As the list contains all rational numbers from 0 to 1 (exclusive), the new number is between 0 and 1 (exclusive), and the new number isn't on the list (as it differs from each listed number in at least one position - the shaded digits), the new number is irrational. This also shows that there are more real numbers than natural numbers (if there are as many of the latter as the former, a list could be made containing all real numbers, then the same trick can be applied to arrive at a contradiction)

## The number line

The number line is a visual that can be used to grasp the real numbers. It works by picking a point, called the origin, which will represent 0, and a unit length in some direction.

Addition on the number line can be done as follows: Say you want to do 5+3. Start with two copies of the number line, overlaid such that all numbers map to themselves. Slide the second number line such that its 0 is laid over the first number line's three. The second number line's five will map to the first number line's 5+3, or 8.

Subtraction on the number line can be done as follows: Say you want to do 5-3. Start with two copies of the number line, overlaid such that all numbers map to themselves. Slide the second number line such that its three is laid over the first number line's zero. The second number line's five will map to the first number line's 5-3, or 2.
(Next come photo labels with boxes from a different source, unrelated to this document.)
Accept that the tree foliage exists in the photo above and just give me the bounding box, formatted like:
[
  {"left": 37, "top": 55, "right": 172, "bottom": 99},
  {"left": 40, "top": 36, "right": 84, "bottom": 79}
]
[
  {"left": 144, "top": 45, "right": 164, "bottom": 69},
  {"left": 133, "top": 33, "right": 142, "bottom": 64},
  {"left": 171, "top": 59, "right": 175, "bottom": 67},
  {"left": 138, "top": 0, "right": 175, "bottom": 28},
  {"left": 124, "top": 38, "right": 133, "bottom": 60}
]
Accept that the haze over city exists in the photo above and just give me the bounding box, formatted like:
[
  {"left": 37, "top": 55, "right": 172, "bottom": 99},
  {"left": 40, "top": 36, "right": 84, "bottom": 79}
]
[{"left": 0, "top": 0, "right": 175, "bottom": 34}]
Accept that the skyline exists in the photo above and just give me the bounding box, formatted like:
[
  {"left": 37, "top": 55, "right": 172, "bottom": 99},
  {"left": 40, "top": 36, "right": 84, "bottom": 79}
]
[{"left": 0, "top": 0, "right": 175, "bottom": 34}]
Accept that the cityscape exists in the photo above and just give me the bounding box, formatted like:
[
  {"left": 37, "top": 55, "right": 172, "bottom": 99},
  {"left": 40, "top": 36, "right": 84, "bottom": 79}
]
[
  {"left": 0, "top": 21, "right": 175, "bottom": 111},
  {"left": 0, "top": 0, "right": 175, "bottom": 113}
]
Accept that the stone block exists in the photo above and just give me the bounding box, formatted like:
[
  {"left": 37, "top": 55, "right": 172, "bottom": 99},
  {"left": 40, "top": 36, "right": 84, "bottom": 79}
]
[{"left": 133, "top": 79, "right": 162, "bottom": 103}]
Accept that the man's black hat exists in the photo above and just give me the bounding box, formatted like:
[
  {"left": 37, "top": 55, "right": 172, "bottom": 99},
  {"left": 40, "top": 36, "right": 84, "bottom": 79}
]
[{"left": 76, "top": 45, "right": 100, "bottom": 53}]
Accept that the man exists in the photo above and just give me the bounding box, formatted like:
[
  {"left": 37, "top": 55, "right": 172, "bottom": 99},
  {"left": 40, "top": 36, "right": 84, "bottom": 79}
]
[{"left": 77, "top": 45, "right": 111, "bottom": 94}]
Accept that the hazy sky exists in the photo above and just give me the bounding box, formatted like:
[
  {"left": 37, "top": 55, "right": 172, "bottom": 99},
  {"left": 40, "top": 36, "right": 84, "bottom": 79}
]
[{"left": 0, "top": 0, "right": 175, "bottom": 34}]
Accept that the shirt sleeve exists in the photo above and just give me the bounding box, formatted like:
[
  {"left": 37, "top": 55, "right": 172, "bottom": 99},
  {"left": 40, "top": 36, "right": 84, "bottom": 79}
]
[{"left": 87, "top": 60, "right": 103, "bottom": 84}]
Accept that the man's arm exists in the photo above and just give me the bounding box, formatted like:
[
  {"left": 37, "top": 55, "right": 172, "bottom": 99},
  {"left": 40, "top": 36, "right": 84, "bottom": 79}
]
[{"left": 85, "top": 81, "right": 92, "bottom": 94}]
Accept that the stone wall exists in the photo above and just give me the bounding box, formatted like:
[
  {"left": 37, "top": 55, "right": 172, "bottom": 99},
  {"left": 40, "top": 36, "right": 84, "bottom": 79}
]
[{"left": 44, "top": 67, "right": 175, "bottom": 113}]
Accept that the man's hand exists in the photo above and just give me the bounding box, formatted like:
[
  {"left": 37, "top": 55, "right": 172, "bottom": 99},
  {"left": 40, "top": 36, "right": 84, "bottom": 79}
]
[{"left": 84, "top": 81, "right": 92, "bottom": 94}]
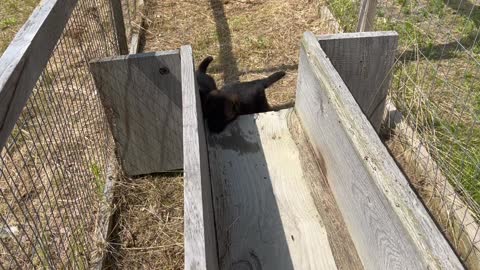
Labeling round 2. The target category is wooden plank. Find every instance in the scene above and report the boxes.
[0,0,77,149]
[130,0,145,54]
[110,0,128,55]
[318,32,398,132]
[295,32,463,269]
[357,0,377,32]
[180,46,218,270]
[90,51,183,176]
[208,109,361,269]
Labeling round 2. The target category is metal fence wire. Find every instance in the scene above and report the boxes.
[322,0,480,269]
[0,0,118,269]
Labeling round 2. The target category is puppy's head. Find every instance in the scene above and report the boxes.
[205,90,238,133]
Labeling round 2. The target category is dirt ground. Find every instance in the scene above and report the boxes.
[112,0,326,269]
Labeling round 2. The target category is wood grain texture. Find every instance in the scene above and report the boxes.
[129,0,145,54]
[180,46,218,270]
[0,0,77,149]
[208,109,358,269]
[318,32,398,132]
[287,111,363,270]
[295,32,463,269]
[110,0,128,55]
[90,51,183,176]
[357,0,377,32]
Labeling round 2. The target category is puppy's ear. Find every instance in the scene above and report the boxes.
[224,96,239,121]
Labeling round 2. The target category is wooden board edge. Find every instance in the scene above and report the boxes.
[129,0,145,54]
[299,32,463,269]
[180,46,218,270]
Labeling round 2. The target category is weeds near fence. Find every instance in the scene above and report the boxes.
[0,0,40,55]
[0,0,117,269]
[326,0,480,264]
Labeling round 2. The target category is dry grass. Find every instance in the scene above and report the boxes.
[111,0,325,269]
[110,174,183,270]
[0,0,115,269]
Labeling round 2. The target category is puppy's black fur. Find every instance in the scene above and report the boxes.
[203,71,285,133]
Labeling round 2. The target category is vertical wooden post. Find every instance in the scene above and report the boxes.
[318,32,398,132]
[110,0,128,55]
[357,0,377,32]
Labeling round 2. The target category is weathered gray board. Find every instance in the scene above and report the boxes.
[90,50,183,176]
[180,46,218,270]
[0,0,77,150]
[295,33,463,269]
[207,109,363,270]
[317,32,398,132]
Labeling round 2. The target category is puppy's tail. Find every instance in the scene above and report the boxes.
[198,56,213,73]
[263,71,285,88]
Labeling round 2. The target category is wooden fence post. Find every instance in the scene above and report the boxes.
[357,0,377,32]
[110,0,128,55]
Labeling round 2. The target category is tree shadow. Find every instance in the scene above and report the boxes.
[207,115,294,270]
[210,0,240,83]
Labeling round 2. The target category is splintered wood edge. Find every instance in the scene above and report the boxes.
[301,32,463,269]
[180,46,218,270]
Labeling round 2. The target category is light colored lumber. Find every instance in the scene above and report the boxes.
[90,51,183,176]
[180,46,218,270]
[110,0,128,55]
[357,0,377,32]
[130,0,145,54]
[317,32,398,132]
[208,109,361,270]
[0,0,77,149]
[295,32,463,269]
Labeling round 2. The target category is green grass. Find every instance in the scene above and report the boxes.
[327,0,359,32]
[90,163,105,200]
[327,0,480,207]
[0,0,40,55]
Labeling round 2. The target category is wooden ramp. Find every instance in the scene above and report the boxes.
[208,109,361,269]
[87,32,463,270]
[182,32,463,270]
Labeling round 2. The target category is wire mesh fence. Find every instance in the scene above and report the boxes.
[0,0,125,269]
[325,0,480,267]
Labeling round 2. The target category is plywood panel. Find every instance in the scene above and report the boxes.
[90,51,183,176]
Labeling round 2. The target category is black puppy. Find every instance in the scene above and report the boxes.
[203,71,285,133]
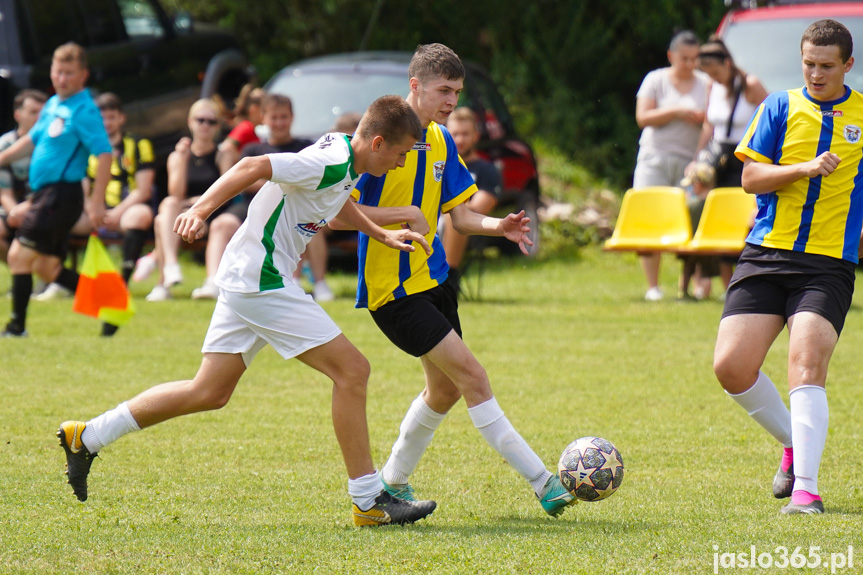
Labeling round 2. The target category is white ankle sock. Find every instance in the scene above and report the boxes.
[382,394,446,485]
[726,371,797,448]
[467,397,551,495]
[791,385,830,495]
[348,469,384,511]
[81,401,141,453]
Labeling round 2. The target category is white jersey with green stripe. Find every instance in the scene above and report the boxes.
[215,134,359,293]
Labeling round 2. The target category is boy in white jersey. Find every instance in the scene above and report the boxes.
[57,96,435,526]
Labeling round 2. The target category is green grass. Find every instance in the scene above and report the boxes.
[0,253,863,574]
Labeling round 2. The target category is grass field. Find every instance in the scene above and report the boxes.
[0,249,863,575]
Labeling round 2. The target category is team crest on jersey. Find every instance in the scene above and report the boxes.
[297,220,327,238]
[432,161,446,182]
[48,118,66,138]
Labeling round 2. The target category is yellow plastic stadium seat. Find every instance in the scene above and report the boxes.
[605,186,692,251]
[682,188,755,254]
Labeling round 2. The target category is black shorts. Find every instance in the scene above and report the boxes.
[15,182,84,259]
[722,244,855,334]
[370,279,461,357]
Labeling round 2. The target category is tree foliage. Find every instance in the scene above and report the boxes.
[166,0,724,187]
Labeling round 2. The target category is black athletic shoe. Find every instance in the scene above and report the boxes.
[353,491,437,527]
[782,499,824,515]
[773,463,794,499]
[57,421,96,501]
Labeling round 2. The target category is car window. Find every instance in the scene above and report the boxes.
[724,17,863,92]
[118,0,165,38]
[267,71,409,138]
[79,0,126,46]
[15,0,89,58]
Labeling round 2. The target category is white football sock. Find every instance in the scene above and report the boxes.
[81,401,141,453]
[726,371,797,448]
[382,394,446,485]
[467,397,551,495]
[348,469,384,511]
[791,385,830,495]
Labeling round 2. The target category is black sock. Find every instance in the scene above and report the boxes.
[122,230,147,284]
[9,274,33,333]
[54,268,78,294]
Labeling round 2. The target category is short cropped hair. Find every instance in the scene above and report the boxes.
[800,19,854,62]
[668,30,700,52]
[96,92,123,112]
[54,42,87,68]
[408,44,465,82]
[357,96,423,143]
[261,92,294,115]
[12,88,48,110]
[449,106,479,132]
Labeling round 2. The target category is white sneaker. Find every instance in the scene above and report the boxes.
[146,284,171,301]
[132,252,156,282]
[30,283,73,301]
[312,280,336,303]
[162,264,183,287]
[644,287,665,301]
[192,278,219,299]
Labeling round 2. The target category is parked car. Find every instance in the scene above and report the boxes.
[0,0,250,158]
[264,52,539,253]
[717,0,863,92]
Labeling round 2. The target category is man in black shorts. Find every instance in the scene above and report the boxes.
[713,20,863,514]
[0,42,111,337]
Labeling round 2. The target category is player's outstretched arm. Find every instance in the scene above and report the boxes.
[336,200,431,255]
[174,156,273,242]
[449,204,533,255]
[741,152,842,194]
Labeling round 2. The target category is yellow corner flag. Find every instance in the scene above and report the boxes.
[72,234,135,326]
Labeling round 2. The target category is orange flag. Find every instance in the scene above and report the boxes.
[72,234,135,326]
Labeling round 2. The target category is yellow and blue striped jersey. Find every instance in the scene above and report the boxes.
[735,87,863,263]
[353,122,476,311]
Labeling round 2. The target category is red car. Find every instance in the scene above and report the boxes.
[717,0,863,92]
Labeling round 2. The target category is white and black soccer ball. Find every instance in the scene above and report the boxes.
[557,437,623,501]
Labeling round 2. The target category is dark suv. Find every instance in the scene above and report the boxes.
[0,0,250,157]
[717,0,863,92]
[264,52,539,253]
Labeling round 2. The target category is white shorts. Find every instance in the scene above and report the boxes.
[201,284,342,367]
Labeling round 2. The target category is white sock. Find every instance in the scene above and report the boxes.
[348,469,383,511]
[81,401,141,453]
[726,371,797,448]
[467,397,551,495]
[791,385,830,495]
[382,394,446,485]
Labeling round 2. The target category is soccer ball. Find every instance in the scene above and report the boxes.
[557,437,623,501]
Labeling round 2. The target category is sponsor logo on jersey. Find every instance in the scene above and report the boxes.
[297,220,327,238]
[432,160,446,182]
[48,118,66,138]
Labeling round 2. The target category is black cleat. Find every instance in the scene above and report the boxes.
[57,421,97,501]
[353,491,437,527]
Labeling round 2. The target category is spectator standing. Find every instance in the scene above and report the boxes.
[0,90,48,262]
[713,20,863,514]
[632,31,710,301]
[441,107,501,293]
[0,42,111,337]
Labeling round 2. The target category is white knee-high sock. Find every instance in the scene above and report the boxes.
[467,397,551,495]
[348,469,383,511]
[81,401,141,453]
[791,385,830,495]
[728,371,796,448]
[382,394,446,485]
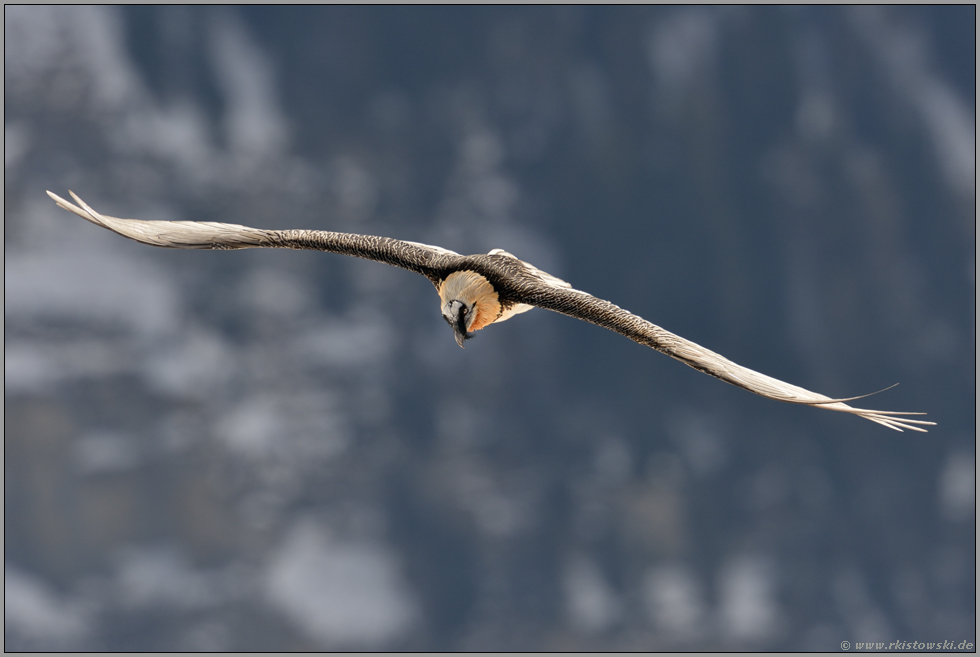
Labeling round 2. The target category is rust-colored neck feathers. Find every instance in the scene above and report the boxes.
[439,271,501,331]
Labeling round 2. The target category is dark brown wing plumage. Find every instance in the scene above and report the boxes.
[523,285,935,431]
[48,192,935,431]
[48,187,463,285]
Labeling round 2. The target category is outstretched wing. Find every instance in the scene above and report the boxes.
[522,285,935,431]
[48,192,462,283]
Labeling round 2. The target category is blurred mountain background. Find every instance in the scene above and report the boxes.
[4,5,976,651]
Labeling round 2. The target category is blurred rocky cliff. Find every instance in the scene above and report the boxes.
[4,5,976,651]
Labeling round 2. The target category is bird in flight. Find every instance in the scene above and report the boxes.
[48,192,935,431]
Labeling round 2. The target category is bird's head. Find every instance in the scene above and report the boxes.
[439,271,500,347]
[442,299,476,347]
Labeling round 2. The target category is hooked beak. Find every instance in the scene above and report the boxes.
[449,301,473,348]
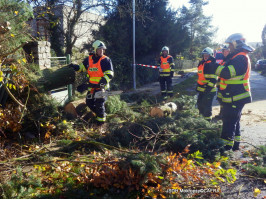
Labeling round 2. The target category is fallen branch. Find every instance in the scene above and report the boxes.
[4,84,25,108]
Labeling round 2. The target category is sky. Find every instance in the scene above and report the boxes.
[169,0,266,43]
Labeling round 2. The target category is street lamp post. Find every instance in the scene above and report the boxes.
[132,0,136,90]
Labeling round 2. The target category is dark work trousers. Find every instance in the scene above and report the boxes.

Multiplication on the number line can be done as follows: Say you want to do 5*3. Start with two copies of the number line, overlaid such that all numbers map to themselves. Keep the origins on both number lines fixed and stretch the second number line such that its 1 is on the first number line's 3. The second number line's 5 will map to the first number line's 5*3, or 15.

Division on the number line can be done as follows: Say you want to do 5/3. Start with two copies of the number line, overlaid such that all numbers map to themselves. Keep the origins on both number lines fixed and stretch the second number line such that its 3 is on the first number line's 1. The second number line's 5 will map to the first number line's 5/3, or 1.6.